Its graphic design is 8-bit, and it intentionally takes on a more old-school look. However, this game masterfully blends an old-school appearance with a more modern touch which creates very unique and colorful backgrounds and animations. Enemy designs are simple, but unique, and it is relatively easy to distinguish which attacks are coming from which enemies, so gameplay is not prohibited in any sense by the game’s graphics. This game features many levels, which are actually just the same background with different music. Nevertheless, the music and audio effects are generally pleasing to the ear, making this game fully adequate in the auditory and visual departments.
As one could guess by its Galaga-esque graphic style, this game takes much of its gameplay mechanics from this arcade classic. The character controls a single spaceship at the bottom of the screen, moving it back and forth to evade attacks from alien enemies (I guess they’re aliens…) and launch rockets in order to defeat them. Each enemy has a different attack style, appears in different quantities within each group, and has different levels of endurance to the player’s attacks. Of course, this game adds its own unique touch to the genre. Enemies occasionally drop power-ups, which can give the player the ability to kill enemies with one shot, shoot multiple shots at a time, or shoot more quickly, among other things. This forces the player to play strategically, weighing the risks and benefits of going for a power-up while dodging attacks from the alien invaders.
This game also features numerous modes which add to its replay value tremendously. The first of these, classic mode, is the primary mode of gameplay. The player is given three lives, with one shot from the enemy taking one life, and is tasked with lasting as long as possible, accruing more points along the way. Invaders mode is largely the same; in fact, I was actually unable to determine what the difference between these two modes is. My guess would be it has something to do with how points are calculated, but this is not made explicitly clear. In any case, both of these are fun introductory modes which allow the player to learn the basics.

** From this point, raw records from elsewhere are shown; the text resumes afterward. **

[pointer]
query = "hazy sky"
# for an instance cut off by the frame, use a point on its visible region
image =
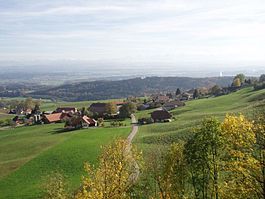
(174, 32)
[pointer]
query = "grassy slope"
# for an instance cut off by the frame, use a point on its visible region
(50, 151)
(49, 105)
(189, 116)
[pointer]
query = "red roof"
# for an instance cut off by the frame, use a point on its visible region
(160, 115)
(65, 109)
(55, 117)
(88, 120)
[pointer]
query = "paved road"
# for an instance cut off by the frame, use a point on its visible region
(134, 176)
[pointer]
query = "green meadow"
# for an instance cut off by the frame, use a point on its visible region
(28, 154)
(187, 117)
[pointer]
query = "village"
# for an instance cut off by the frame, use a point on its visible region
(95, 114)
(28, 112)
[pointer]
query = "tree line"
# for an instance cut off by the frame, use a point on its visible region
(222, 160)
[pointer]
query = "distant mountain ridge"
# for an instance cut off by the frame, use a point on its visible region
(99, 90)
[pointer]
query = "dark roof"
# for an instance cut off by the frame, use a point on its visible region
(98, 108)
(65, 109)
(160, 115)
(174, 103)
(88, 120)
(55, 117)
(98, 104)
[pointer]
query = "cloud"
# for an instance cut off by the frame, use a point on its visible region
(158, 30)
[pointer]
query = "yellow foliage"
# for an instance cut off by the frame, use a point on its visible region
(117, 172)
(238, 163)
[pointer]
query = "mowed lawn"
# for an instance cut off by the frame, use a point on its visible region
(28, 154)
(186, 118)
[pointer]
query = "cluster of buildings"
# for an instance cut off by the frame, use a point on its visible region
(62, 114)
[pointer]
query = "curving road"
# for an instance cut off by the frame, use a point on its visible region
(134, 129)
(134, 176)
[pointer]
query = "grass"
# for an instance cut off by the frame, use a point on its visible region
(189, 116)
(29, 153)
(48, 105)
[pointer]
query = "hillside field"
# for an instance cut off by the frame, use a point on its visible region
(187, 117)
(27, 154)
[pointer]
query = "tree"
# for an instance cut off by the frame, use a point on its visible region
(111, 108)
(84, 111)
(127, 109)
(216, 90)
(29, 103)
(115, 175)
(236, 82)
(178, 92)
(203, 152)
(100, 122)
(238, 161)
(196, 94)
(172, 178)
(262, 78)
(259, 154)
(241, 77)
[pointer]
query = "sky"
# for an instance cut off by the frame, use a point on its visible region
(175, 33)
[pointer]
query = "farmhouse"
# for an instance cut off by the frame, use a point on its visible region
(161, 99)
(77, 122)
(98, 108)
(172, 105)
(160, 115)
(185, 96)
(52, 118)
(87, 121)
(66, 110)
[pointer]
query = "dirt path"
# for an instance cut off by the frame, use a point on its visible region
(134, 176)
(134, 129)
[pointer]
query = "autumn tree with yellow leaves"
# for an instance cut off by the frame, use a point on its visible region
(238, 161)
(117, 172)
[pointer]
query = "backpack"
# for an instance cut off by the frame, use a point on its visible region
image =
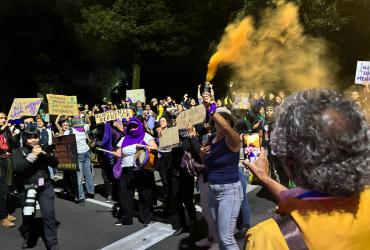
(190, 166)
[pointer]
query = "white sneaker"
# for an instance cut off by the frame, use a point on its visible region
(204, 243)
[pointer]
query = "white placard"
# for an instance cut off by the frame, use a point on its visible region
(362, 72)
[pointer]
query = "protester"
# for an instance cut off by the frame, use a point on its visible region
(221, 157)
(164, 167)
(323, 142)
(130, 178)
(6, 170)
(31, 165)
(183, 182)
(79, 129)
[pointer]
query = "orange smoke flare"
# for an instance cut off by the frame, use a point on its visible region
(231, 43)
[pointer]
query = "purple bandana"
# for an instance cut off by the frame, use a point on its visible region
(134, 136)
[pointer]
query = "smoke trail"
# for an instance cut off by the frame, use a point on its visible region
(274, 54)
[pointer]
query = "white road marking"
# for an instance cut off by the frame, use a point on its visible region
(144, 238)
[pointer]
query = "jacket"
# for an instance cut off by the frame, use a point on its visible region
(29, 168)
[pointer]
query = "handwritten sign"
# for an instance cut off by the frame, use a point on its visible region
(362, 72)
(170, 136)
(66, 152)
(62, 105)
(112, 115)
(24, 107)
(194, 116)
(136, 94)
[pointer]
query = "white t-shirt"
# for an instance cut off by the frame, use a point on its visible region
(82, 146)
(128, 152)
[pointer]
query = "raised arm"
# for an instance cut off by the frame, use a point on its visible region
(260, 169)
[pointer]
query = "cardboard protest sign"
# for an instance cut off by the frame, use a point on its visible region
(66, 152)
(362, 72)
(170, 136)
(136, 94)
(112, 115)
(24, 107)
(194, 116)
(62, 105)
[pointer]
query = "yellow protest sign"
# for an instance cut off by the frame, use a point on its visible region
(62, 105)
(193, 116)
(24, 107)
(112, 115)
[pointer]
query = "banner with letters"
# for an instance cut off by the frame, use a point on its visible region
(193, 116)
(62, 105)
(24, 107)
(362, 72)
(169, 137)
(136, 95)
(112, 115)
(66, 152)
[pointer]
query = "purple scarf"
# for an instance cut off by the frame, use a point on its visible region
(134, 136)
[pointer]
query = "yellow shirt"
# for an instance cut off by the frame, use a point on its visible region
(338, 223)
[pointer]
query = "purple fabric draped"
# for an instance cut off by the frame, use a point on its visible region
(133, 136)
(79, 129)
(107, 140)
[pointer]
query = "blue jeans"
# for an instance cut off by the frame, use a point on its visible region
(224, 206)
(85, 172)
(245, 210)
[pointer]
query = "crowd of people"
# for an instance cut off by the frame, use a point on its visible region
(311, 139)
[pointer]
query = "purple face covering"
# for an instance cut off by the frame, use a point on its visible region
(133, 136)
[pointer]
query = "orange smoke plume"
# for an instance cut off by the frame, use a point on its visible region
(275, 53)
(231, 43)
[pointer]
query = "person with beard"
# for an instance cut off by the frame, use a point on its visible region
(323, 141)
(31, 166)
(131, 178)
(6, 170)
(182, 182)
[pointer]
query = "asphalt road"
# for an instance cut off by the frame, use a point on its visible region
(91, 226)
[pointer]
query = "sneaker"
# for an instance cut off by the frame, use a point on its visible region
(214, 247)
(148, 223)
(204, 243)
(180, 231)
(11, 218)
(108, 199)
(90, 196)
(7, 223)
(118, 223)
(81, 202)
(241, 233)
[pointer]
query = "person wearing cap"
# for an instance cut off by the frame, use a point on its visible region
(221, 157)
(80, 130)
(131, 178)
(31, 166)
(6, 170)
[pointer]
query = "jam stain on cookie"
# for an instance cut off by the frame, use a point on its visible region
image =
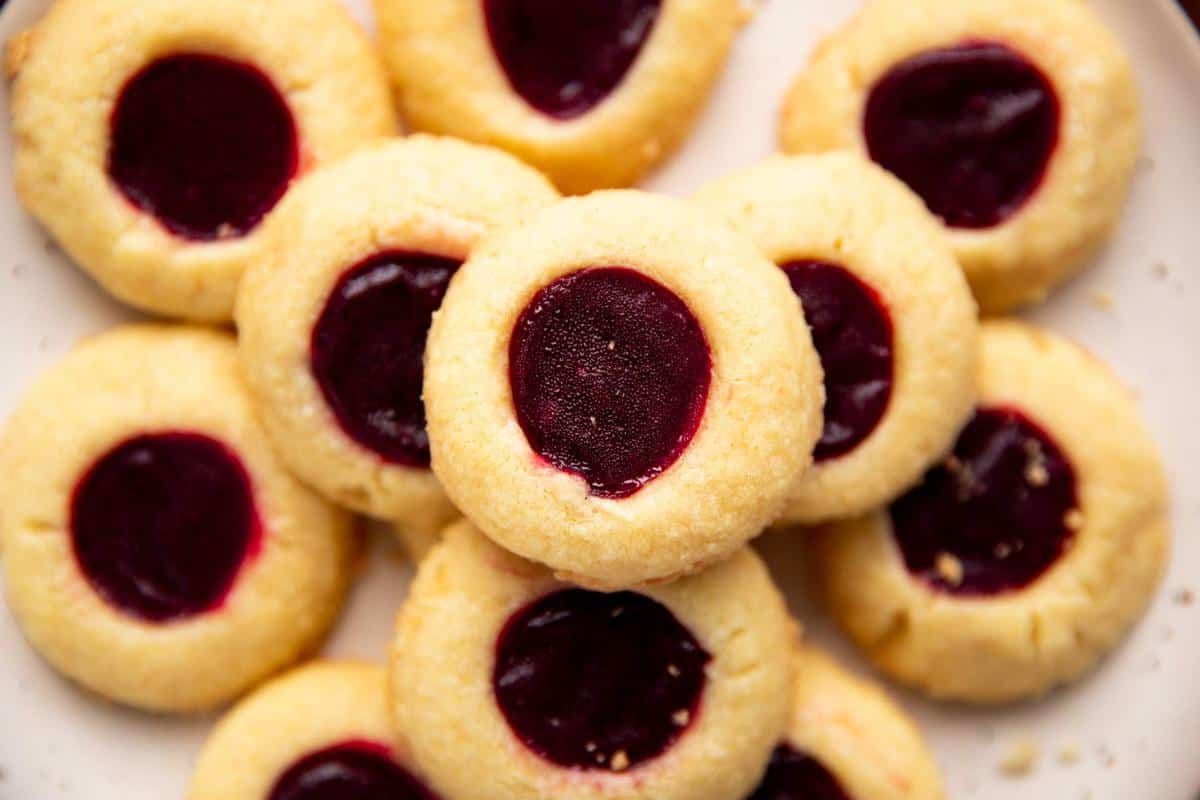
(162, 523)
(610, 374)
(599, 681)
(367, 350)
(852, 334)
(996, 515)
(793, 775)
(565, 58)
(353, 770)
(970, 128)
(204, 144)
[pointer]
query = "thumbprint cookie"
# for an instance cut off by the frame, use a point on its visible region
(333, 322)
(155, 549)
(550, 690)
(1024, 558)
(891, 316)
(1017, 121)
(621, 390)
(847, 741)
(154, 138)
(321, 732)
(592, 91)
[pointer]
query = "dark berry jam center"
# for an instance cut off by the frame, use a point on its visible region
(996, 515)
(793, 775)
(600, 681)
(162, 523)
(369, 348)
(565, 58)
(852, 334)
(610, 374)
(204, 144)
(354, 770)
(971, 128)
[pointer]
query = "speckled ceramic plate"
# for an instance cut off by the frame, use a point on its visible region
(1134, 722)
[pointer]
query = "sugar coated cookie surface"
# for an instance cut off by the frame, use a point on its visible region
(1029, 554)
(1018, 122)
(891, 314)
(594, 92)
(621, 389)
(847, 740)
(321, 732)
(553, 691)
(333, 320)
(155, 549)
(154, 139)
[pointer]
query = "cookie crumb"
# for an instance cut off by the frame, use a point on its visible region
(1068, 755)
(949, 569)
(1020, 759)
(1102, 300)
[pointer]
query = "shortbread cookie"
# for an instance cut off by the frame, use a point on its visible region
(153, 138)
(1030, 553)
(333, 320)
(847, 741)
(892, 319)
(621, 389)
(322, 732)
(1018, 121)
(552, 691)
(155, 549)
(593, 91)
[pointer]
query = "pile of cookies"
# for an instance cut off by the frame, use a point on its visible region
(576, 411)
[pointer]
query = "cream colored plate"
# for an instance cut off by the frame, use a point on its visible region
(1135, 722)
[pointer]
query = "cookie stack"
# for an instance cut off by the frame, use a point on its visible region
(575, 411)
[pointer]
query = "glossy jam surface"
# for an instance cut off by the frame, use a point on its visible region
(852, 334)
(970, 128)
(600, 681)
(1001, 507)
(565, 58)
(162, 523)
(204, 144)
(354, 770)
(367, 350)
(610, 376)
(793, 775)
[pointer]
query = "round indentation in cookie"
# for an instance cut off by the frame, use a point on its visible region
(793, 775)
(970, 127)
(162, 523)
(610, 374)
(997, 512)
(353, 770)
(369, 346)
(204, 144)
(565, 58)
(598, 680)
(852, 334)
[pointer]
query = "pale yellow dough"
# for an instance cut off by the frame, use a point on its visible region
(444, 705)
(70, 71)
(844, 210)
(133, 380)
(315, 707)
(420, 194)
(1079, 203)
(761, 419)
(853, 729)
(1023, 643)
(449, 80)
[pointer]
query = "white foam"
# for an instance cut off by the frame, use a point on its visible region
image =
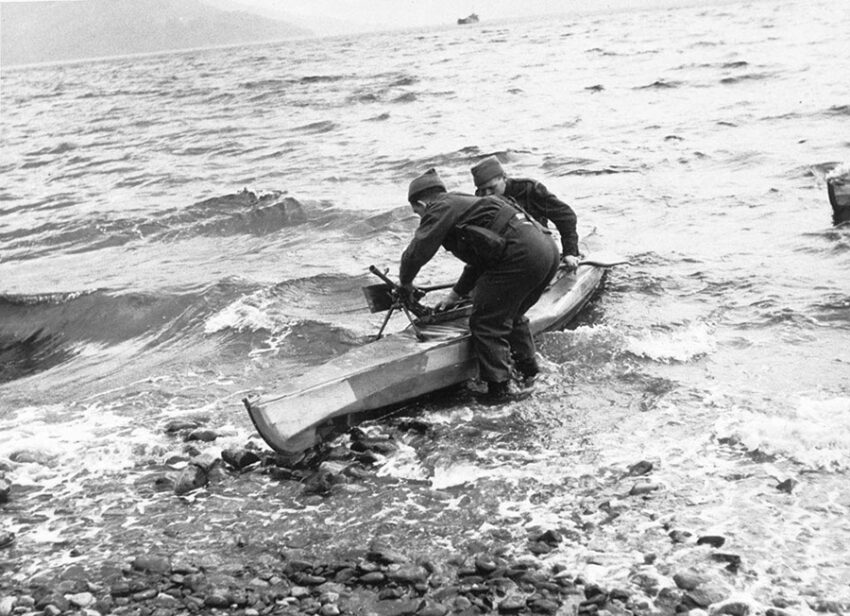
(682, 344)
(242, 315)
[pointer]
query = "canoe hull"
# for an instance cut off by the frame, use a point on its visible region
(397, 368)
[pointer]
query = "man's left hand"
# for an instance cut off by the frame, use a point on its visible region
(569, 262)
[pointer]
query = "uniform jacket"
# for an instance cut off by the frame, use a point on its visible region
(441, 225)
(543, 206)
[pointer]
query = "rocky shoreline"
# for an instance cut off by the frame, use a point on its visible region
(383, 578)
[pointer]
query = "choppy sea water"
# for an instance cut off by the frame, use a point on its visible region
(178, 230)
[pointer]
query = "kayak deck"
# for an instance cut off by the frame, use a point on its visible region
(397, 368)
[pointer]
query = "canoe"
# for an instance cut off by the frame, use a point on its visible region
(398, 367)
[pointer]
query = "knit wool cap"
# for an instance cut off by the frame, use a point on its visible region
(427, 180)
(486, 170)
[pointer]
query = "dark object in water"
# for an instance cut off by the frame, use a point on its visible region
(838, 188)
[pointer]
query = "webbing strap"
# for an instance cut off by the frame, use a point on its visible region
(503, 218)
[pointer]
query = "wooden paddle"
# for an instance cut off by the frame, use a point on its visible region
(379, 297)
(604, 261)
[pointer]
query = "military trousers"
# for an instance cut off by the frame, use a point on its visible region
(503, 294)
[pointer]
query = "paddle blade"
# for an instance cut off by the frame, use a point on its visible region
(379, 297)
(604, 260)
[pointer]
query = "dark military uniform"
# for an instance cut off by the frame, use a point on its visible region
(508, 276)
(543, 206)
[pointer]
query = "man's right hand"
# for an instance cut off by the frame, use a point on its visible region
(451, 300)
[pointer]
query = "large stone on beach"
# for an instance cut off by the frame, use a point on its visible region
(705, 594)
(407, 574)
(7, 604)
(688, 580)
(397, 608)
(204, 435)
(152, 564)
(380, 552)
(190, 478)
(6, 538)
(240, 458)
(81, 600)
(512, 604)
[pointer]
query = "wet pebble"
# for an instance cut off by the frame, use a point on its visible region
(7, 537)
(640, 468)
(787, 486)
(190, 478)
(688, 580)
(202, 434)
(714, 541)
(7, 604)
(240, 458)
(644, 487)
(512, 604)
(151, 564)
(5, 488)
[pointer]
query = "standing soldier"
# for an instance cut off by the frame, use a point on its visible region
(510, 259)
(534, 198)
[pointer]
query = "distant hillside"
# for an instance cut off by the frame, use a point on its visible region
(53, 31)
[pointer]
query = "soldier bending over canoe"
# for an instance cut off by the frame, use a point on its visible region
(534, 198)
(510, 259)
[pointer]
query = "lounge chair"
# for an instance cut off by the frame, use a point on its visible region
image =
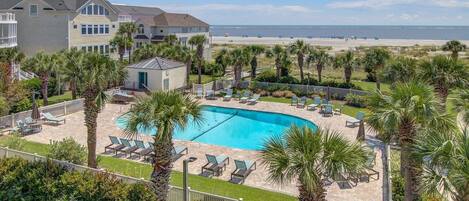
(328, 111)
(302, 102)
(142, 150)
(316, 103)
(354, 121)
(294, 100)
(48, 117)
(115, 145)
(229, 95)
(215, 164)
(128, 149)
(254, 99)
(243, 169)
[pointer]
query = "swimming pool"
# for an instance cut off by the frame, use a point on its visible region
(235, 128)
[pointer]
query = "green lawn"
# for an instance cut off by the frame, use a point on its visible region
(199, 183)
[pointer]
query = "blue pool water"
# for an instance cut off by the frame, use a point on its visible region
(235, 128)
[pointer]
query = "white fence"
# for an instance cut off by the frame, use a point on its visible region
(175, 194)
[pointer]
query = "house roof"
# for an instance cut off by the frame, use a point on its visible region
(157, 63)
(178, 20)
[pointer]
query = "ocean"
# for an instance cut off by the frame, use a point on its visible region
(320, 31)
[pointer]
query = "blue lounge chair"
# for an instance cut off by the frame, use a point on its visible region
(354, 121)
(243, 169)
(215, 164)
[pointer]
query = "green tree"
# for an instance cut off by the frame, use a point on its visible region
(454, 47)
(301, 49)
(445, 156)
(348, 61)
(409, 108)
(164, 111)
(43, 65)
(199, 41)
(99, 72)
(444, 74)
(375, 60)
(321, 59)
(310, 156)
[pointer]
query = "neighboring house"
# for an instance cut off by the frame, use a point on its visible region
(54, 25)
(155, 24)
(156, 74)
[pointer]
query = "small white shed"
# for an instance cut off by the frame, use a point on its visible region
(156, 74)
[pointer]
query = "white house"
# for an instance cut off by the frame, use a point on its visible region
(156, 74)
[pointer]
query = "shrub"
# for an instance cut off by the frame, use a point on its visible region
(68, 150)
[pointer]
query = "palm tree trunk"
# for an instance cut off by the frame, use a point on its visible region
(161, 168)
(91, 116)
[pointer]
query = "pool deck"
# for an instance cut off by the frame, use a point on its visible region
(364, 191)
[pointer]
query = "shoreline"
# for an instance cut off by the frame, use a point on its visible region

The next two modes are a bit more challenging. In time attack, the player has a sixty second time frame to destroy as many enemies as possible, with more time being added to the clock with each wave of enemies that is cleared. The biggest endurance test comes in the form of hardcore mode, in which the player is tasked with defeating as many enemies as possible with only one life. Both of these modes highlight the skills most required to excel in this game. Players must be focused, not getting distracted by the sensational overload of color, noticing which enemy shots to avoid and noticing which items to collect, all while avoiding the tactic of stalling for time whenever there is a time limit. In addition, there is a multiplayer mode, which is basically just one person playing classic mode and then another person playing classic mode after that person finishes. So you can in essence play multiplayer mode by yourself if you wanted to. So that’s pretty neat.
One unique feature which stood out about this game is the random enemy pattern generation. Each new wave of enemies, regardless of stage or mode, is completely different from the last, leading to a completely different pattern of enemy activity and power-up drops. This adds highly to the game’s replay value, as players will find themselves coming back over and over again in an attempt to discover new enemy arrangements, finding which enemies they perform best against and in what positions. I have found that the constant moving back and forth is a little taxing on the left thumb, which I guess might be problematic if you have weak hands, but in general the addicting level of fun is enough to make this discomfort worth overlooking.
All things considered, Super Destronaut 2: Go Duck Yourself is an outstanding game. It lacks any noticeable flaws, though its largely copied premise does prevent it from being in the upper tier of potential Wii U games. I also haven’t been able to determine the significance of the titular duck, who appears after the player loses and does not much else. But that aside, this game is fun and addicting, and ought to be considered by any and all Wii U owners.